In contrast to a symptom cluster, a syndrome is a pattern of symptoms that is presumably disease-specific and results from a common underlying mechanism. Avis and colleague demonstrated a lack of evidence for a “menopausal syndrome” despite some evidence linking some of the symptoms in clusters to endocrine dynamics during the menopausal transition [110].

Given the global nature of health care, it is important to focus on women’s experiences of menopause in many parts of the world. To date much of this body of work has been conducted in economically developed countries, often incorporating measures common to Western cultures. A detailed review of the symptoms women experience around the globe is beyond the scope of this chapter. Nonetheless, Leidy Sievert [111] has led development of research culminating in identification of ways in which diverse populations of women experience menopause. Her work includes a biocultural model in which environment, culture, and biology intersect to influence the expression of hot flashes.
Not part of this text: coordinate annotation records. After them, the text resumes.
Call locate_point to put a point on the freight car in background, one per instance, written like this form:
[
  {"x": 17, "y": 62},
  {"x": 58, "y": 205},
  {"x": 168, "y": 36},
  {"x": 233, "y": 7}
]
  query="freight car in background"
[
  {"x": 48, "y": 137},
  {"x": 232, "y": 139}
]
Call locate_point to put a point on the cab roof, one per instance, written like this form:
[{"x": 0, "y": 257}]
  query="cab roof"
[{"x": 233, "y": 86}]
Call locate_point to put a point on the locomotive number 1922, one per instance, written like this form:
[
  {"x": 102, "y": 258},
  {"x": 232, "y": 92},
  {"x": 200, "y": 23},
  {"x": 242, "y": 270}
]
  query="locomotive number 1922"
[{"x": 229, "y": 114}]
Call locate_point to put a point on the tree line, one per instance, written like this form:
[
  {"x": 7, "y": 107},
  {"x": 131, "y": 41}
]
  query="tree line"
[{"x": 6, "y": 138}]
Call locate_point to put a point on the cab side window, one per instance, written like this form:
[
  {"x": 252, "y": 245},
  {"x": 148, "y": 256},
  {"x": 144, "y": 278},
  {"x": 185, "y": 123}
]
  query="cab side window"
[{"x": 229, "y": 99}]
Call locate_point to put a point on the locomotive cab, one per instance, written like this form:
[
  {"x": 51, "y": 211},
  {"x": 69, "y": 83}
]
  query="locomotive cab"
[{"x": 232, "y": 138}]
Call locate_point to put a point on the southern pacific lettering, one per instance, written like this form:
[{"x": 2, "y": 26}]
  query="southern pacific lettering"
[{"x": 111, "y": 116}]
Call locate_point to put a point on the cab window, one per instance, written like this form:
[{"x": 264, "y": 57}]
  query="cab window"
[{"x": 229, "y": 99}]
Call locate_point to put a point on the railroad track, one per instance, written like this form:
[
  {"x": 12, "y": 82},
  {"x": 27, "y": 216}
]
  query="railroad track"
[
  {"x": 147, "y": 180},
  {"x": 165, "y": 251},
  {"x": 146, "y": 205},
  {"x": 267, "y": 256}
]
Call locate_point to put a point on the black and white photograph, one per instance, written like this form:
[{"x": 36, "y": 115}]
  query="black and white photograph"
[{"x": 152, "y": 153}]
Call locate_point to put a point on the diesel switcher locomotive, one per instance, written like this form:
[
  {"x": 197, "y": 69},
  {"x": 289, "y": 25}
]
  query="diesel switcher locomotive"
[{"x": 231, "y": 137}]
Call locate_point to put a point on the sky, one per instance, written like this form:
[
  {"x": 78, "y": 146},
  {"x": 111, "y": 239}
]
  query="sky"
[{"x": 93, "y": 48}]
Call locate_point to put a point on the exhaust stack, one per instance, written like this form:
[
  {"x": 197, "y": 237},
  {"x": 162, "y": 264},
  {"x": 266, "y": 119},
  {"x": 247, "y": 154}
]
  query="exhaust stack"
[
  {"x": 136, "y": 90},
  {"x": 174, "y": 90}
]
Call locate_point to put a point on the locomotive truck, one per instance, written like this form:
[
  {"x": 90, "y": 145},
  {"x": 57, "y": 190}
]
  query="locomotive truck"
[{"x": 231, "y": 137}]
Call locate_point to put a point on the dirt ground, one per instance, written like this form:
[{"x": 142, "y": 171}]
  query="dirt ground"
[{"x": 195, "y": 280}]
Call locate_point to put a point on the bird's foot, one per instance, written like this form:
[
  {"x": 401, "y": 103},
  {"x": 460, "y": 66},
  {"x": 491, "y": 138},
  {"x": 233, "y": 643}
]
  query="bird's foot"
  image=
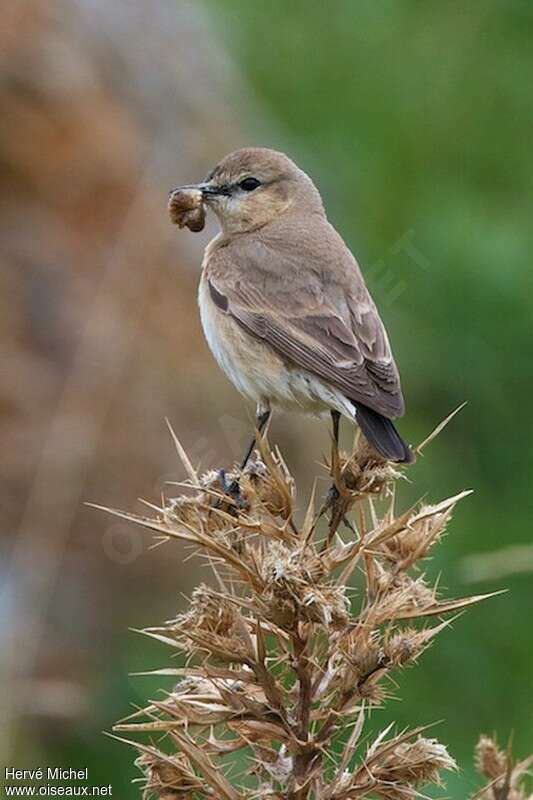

Leidy Sievert elaborates that environment prompts consideration of the climate and altitude in which women live their lives and that culture warrants consideration of practices related to marriage, religion, attitudes, medicalization, hysterectomy practices, smoking, reproductive patterns, and diet. Finally, because different populations of the world have different genetic characteristics, they also may have differing hormone levels and sweating patterns. Thus, the variation across populations and the variation within populations of women are complex and together influence women’s individual experiences. Indeed, Leidy Sievert points out that cross-country comparative studies illustrate the differences between cultures, while cross-cultural study of menopause can facilitate understanding of women’s place in society and the influence of social context on symptom experience [112]. In a comparison of symptom experiences across countries, women from different countries report some similar symptoms but may cluster their symptoms differently. For example, expression of somatic with emotional complaints varies across populations, possibly reflecting comfort with expression of emotional symptoms [113]. Both Avis [110] and Locke [114] have provided compelling data about the diversity of the menopause experience and associated symptoms.